/HiveEG

Primary LanguageJava

HiveEG

Author Suman Lama

Description:

  • A demo project to illustrate the use of Hive.
  • This project uses yum.log file of the redHat Linux system. It adds the log details in Hive as a text file with entryDate and entryMessage as its format.

Steps used:

  • Add the jar files in directory hive.
  • Create database with Create database databaseName
  • Create table with Create table tableName. Use serde(Serialize/Deserialize) properties as follows. (SERDE is used to read data from elsewhere and write it in hdfs according to your requirement.

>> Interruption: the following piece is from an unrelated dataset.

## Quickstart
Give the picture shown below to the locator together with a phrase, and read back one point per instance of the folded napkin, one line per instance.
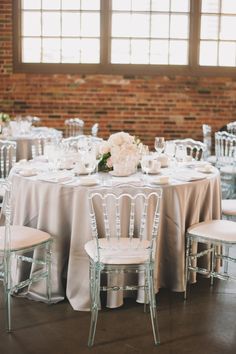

In this case with a regular expression)
    • Use row formatter delimiter with following regex to separate: (^[a-zA-Z]{3} \d{2} \d{2}:\d{2}:\d{2}) (.*)
    • Save as textFile with: "'output.format.string' = '%1$s %2$s'" where %1$s and %2$s represents two groups from above regex
  • Insert log file with: LOAD DATA LOCAL INPATH {location of log} INTO TABLE HiveDemoTable;
  • Run a query command : Select distinct(entryDate) from hivedemotable;

Steps to Run

- Add it in Eclipse and run Main to create DB and table then inserting data
- Then run ReadAll to read all entries for Aug 10
- Run ReadDistinct to read distinct dates of entry
- Run DropTable to drop the table.
[NOTE: Run main again after dropping table.]

Note

  • Select * uses fetch task equivalent to hadoop fs -cat $file_name rather than map reduce so it is fast.
  • Select distinct(entryDate) uses map reduce task and is slower.